Anti-racist reading lists are making the rounds right now — and they can be useful if people do the work of reading. But critic Juan Vidal suggests you look closer to home, to your own bookshelf.
They posit:
If you are white, take a moment to examine your bookshelf. What do you see? What books and authors have you allowed to influence your worldview, and how you process the issues of racism and prejudice toward the disenfranchised? Have you considered that, if you identify as white and read only the work of white authors, you are in some ways listening to an extension of your own voice on repeat? While the details and depth of experience may differ, white voices have dominated what has been considered canon for eons.
On April 14, 2017, the Daily Beast referred to book burning as “perhaps the oldest form of censorship.”

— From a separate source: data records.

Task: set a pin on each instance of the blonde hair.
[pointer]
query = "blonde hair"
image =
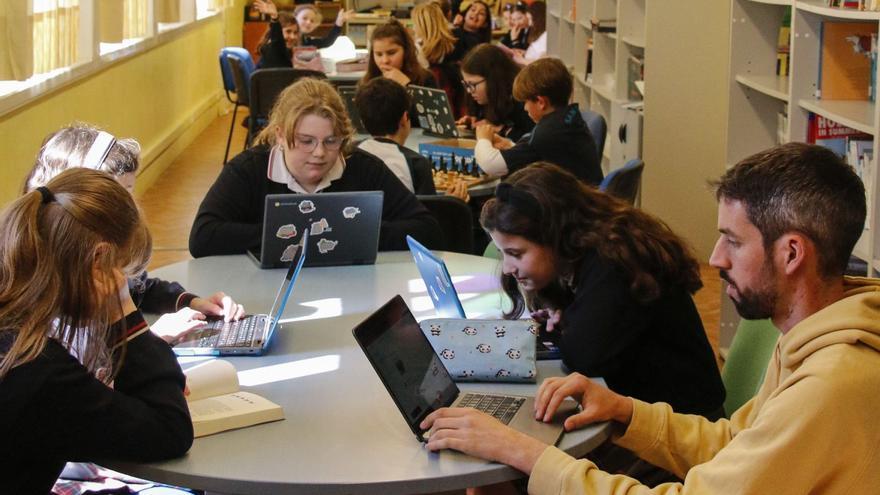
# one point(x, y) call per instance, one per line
point(307, 96)
point(432, 28)
point(56, 245)
point(67, 148)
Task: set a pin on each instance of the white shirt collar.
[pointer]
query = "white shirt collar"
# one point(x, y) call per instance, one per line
point(277, 172)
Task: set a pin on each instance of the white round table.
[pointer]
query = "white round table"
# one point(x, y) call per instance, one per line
point(342, 432)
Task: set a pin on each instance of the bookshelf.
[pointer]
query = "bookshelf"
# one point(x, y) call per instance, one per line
point(758, 97)
point(602, 80)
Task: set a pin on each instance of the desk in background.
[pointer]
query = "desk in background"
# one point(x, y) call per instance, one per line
point(343, 433)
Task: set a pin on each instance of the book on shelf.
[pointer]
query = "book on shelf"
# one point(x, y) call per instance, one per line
point(217, 404)
point(783, 45)
point(635, 73)
point(860, 156)
point(830, 134)
point(845, 60)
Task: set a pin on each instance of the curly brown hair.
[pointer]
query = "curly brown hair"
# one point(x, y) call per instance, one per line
point(551, 207)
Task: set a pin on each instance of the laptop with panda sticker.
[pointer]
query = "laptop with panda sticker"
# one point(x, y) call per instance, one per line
point(445, 298)
point(343, 228)
point(434, 112)
point(419, 383)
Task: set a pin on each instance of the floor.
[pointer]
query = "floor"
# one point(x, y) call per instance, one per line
point(171, 203)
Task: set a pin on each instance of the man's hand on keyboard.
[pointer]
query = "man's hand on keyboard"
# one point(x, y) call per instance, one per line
point(218, 304)
point(480, 435)
point(172, 326)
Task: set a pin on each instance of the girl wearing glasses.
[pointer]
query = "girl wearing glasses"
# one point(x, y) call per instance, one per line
point(304, 150)
point(487, 74)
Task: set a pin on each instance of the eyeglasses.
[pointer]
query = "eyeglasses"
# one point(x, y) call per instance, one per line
point(308, 144)
point(471, 87)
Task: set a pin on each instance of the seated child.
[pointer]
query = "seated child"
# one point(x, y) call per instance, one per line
point(65, 286)
point(85, 146)
point(303, 149)
point(309, 19)
point(383, 104)
point(560, 135)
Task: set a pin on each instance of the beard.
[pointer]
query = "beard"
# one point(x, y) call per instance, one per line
point(758, 303)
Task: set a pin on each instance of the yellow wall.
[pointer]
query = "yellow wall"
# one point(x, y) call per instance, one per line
point(685, 127)
point(163, 97)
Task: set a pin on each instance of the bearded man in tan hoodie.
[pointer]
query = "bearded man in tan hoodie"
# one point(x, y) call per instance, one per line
point(788, 218)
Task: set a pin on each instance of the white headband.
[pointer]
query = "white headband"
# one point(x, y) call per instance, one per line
point(99, 150)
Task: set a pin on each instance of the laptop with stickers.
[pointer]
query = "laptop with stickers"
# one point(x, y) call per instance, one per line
point(445, 298)
point(419, 383)
point(343, 228)
point(250, 335)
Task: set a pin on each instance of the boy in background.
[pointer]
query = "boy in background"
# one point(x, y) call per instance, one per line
point(384, 106)
point(560, 135)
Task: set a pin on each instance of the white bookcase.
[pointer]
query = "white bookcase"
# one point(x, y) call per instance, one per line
point(571, 30)
point(758, 96)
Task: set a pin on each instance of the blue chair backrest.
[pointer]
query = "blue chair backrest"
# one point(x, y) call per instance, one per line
point(226, 71)
point(624, 182)
point(596, 124)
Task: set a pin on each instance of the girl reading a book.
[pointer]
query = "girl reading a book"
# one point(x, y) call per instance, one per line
point(276, 46)
point(487, 74)
point(393, 54)
point(614, 282)
point(67, 251)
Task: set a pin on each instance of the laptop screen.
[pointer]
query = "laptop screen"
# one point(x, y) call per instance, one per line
point(405, 362)
point(438, 283)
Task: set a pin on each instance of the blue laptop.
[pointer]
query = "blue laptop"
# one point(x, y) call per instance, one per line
point(446, 301)
point(250, 335)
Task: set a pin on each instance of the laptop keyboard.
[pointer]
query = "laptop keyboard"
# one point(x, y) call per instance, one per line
point(232, 333)
point(502, 407)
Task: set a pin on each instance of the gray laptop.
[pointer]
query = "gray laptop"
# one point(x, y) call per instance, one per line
point(344, 228)
point(434, 112)
point(419, 383)
point(250, 335)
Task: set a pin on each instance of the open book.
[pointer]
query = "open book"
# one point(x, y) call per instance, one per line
point(216, 404)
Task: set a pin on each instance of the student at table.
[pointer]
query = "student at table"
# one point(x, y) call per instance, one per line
point(788, 219)
point(560, 134)
point(282, 36)
point(393, 54)
point(82, 145)
point(487, 74)
point(303, 150)
point(309, 19)
point(474, 27)
point(64, 287)
point(517, 37)
point(383, 105)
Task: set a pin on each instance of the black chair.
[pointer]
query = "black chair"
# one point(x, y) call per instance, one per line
point(266, 85)
point(624, 182)
point(456, 221)
point(240, 78)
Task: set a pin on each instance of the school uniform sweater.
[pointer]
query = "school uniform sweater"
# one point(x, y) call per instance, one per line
point(230, 218)
point(561, 137)
point(812, 427)
point(656, 351)
point(53, 410)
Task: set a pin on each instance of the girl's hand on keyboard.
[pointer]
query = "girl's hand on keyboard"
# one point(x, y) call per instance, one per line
point(218, 304)
point(480, 435)
point(172, 326)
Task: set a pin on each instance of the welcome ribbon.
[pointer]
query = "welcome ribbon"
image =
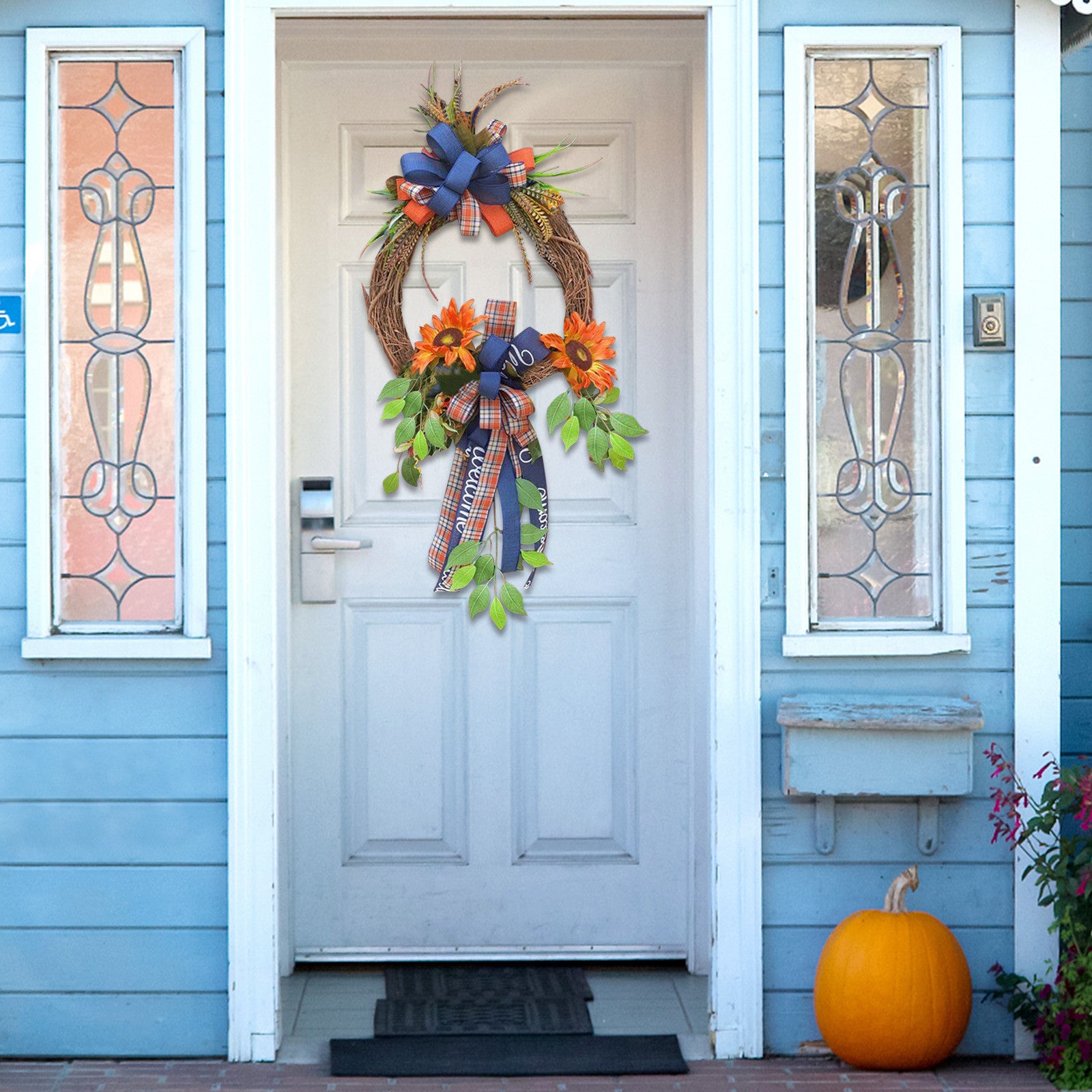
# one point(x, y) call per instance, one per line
point(496, 451)
point(448, 182)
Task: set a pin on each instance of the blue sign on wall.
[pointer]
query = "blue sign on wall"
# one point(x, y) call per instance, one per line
point(11, 315)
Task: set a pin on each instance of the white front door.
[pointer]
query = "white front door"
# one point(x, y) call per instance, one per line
point(453, 788)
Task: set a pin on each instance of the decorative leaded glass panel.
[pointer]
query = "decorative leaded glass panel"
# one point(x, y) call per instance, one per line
point(875, 504)
point(115, 369)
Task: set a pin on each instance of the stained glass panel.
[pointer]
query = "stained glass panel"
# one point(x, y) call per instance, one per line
point(875, 509)
point(116, 522)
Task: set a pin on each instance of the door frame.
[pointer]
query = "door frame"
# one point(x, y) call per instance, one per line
point(258, 562)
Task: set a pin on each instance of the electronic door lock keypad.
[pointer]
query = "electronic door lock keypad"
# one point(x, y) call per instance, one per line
point(318, 544)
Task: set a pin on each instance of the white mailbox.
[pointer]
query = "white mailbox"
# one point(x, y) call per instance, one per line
point(877, 746)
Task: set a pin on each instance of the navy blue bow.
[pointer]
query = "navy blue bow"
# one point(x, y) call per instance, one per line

The Daily Beast notes that “the Babylonians and their allies burned the library of the scholar King Ashurbanipal in 612 BC when they sacked the Assyrian capital of Nineveh.” They trace burnings into the 20th century: “On May 10, 1933, Nazi youth groups burned some 25,000 “degenerate” books at a large bonfire in Berlin, with radio broadcasts to publicize the event to those who could not attend in person. Books by such authors as Albert Einstein, Bertolt Brecht, Helen Keller, Sigmund Freud, Thomas Mann, Karl Marx, Ernest Hemingway, and H.G. Wells were tossed on the flaming heap.”
(Breitbart News).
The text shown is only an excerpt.